Arthur Oldham was born in London in 1926. When he was age 14, his mother committed suicide by gassing herself in an oven, and he was brought up in Wallington, at that time in Surrey. He won a scholarship to the Royal College of Music, where he studied composition under Herbert Howells. He then became Benjamin Britten's only private pupil at Aldeburgh between 1945 and 1951. (He claims that the bar lines on the manuscript of Peter Grimes were his work.) He and Britten came into conflict over their ideas about choral music, but they later worked together in Edinburgh on Britten's Voices for Today, Op. 75, and the War Requiem. Until 1968 the only published vocal score of Britten's The Little Sweep was the piano duet and percussion version prepared by Arthur Oldham.

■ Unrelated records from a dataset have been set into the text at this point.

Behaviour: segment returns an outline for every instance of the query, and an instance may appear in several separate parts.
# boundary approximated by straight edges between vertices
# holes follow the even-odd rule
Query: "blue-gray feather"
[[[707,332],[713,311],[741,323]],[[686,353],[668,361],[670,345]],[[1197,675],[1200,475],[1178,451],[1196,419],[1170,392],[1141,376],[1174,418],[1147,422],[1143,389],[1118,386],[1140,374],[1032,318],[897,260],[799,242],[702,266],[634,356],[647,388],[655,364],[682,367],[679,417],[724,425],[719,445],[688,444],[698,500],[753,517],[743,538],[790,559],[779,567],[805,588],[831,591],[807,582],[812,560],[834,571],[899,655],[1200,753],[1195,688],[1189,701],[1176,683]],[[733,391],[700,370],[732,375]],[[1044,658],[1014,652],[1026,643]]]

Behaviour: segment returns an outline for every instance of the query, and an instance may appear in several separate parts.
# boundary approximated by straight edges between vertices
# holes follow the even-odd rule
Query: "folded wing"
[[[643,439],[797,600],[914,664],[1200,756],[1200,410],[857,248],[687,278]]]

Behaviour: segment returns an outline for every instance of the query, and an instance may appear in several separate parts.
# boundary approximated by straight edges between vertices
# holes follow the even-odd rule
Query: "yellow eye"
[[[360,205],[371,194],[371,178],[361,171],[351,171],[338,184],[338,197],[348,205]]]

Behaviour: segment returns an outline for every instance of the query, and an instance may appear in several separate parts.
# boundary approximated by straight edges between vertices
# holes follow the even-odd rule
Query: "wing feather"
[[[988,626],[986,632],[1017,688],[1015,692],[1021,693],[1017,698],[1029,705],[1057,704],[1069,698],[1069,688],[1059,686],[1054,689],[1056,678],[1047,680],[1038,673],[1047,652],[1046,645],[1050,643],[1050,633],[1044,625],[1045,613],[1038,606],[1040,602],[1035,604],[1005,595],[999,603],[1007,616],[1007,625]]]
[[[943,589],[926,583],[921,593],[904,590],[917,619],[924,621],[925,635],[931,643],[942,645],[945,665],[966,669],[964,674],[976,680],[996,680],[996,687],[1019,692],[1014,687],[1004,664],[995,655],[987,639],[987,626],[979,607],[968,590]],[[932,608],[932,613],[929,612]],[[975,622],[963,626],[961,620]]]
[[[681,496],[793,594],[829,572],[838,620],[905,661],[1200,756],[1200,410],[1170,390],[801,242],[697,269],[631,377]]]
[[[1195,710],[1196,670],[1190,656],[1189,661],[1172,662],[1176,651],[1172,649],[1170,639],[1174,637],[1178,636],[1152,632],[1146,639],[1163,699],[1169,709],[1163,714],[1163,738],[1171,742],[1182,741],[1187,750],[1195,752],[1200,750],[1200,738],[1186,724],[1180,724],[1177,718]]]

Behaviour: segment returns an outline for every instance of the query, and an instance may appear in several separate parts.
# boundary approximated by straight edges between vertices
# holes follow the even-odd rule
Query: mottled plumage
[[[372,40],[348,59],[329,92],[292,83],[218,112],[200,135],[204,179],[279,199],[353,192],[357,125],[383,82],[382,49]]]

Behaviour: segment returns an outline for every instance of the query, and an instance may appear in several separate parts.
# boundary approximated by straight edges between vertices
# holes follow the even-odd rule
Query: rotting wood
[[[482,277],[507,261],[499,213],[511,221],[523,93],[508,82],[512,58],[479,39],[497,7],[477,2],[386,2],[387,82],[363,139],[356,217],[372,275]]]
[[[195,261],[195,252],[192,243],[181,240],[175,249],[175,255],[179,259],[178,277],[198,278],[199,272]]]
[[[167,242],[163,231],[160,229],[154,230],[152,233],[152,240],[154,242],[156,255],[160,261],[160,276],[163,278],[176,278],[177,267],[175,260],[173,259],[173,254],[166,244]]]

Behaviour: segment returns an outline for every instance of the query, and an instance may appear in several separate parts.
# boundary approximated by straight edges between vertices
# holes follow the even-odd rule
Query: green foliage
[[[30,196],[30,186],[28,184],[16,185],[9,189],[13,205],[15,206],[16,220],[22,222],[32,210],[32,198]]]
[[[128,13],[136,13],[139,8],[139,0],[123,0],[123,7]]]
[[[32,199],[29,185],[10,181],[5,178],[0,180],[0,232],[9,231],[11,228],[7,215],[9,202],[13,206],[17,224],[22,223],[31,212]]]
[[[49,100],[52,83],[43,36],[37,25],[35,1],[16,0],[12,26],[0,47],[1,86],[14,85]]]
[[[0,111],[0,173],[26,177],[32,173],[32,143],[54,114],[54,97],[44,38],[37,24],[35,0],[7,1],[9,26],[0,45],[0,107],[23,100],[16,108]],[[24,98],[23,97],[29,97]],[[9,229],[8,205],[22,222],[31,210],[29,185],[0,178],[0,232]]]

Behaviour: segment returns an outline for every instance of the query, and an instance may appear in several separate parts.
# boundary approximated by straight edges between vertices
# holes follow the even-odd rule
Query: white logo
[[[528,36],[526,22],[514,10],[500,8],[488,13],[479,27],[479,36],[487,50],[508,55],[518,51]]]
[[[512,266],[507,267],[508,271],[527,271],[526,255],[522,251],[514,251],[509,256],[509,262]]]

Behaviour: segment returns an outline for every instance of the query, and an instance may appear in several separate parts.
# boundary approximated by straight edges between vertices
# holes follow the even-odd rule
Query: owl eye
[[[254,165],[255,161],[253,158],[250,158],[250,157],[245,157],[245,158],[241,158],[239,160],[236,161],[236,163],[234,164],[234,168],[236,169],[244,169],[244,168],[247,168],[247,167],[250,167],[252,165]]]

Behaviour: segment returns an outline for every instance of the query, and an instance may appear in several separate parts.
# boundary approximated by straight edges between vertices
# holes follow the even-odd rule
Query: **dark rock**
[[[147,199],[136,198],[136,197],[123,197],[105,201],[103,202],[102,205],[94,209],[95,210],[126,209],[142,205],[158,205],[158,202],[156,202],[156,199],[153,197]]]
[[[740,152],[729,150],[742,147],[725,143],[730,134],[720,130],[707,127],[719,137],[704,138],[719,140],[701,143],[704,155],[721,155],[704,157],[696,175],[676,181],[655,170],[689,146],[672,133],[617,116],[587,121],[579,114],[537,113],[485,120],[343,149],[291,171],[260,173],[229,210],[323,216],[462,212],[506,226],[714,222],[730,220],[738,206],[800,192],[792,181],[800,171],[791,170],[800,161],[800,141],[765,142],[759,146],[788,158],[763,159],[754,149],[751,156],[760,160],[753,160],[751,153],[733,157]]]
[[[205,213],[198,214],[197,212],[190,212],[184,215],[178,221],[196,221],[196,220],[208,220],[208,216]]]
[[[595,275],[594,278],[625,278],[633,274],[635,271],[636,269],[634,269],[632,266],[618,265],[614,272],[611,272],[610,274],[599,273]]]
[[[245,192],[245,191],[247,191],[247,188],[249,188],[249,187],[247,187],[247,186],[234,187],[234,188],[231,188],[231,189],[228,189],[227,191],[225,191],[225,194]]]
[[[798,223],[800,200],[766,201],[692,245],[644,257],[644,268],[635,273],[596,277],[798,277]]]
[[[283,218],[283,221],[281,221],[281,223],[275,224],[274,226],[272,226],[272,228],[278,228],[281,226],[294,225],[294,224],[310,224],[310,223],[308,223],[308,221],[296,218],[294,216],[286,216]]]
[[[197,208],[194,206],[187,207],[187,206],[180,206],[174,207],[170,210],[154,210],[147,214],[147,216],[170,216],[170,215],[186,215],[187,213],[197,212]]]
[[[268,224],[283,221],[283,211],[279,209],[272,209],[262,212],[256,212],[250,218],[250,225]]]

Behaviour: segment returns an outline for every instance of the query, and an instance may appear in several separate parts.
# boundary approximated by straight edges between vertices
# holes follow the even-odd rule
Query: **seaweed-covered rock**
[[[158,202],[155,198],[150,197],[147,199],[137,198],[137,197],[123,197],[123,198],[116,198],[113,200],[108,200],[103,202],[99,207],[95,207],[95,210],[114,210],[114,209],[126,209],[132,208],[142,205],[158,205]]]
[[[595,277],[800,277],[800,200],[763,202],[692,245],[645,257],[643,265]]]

He was appointed musical director of the Ballet Rambert in 1945, aged only 19. His music first came to public notice in 1946, when his ballet Mr Punch was performed by the Ballet Rambert at Sadler's Wells, and was included in the Rambert's 1947–48 tour of Australia and New Zealand. Several of his own pieces were heard at early Aldeburgh Festivals. He also composed for the Royal Ballet for a time.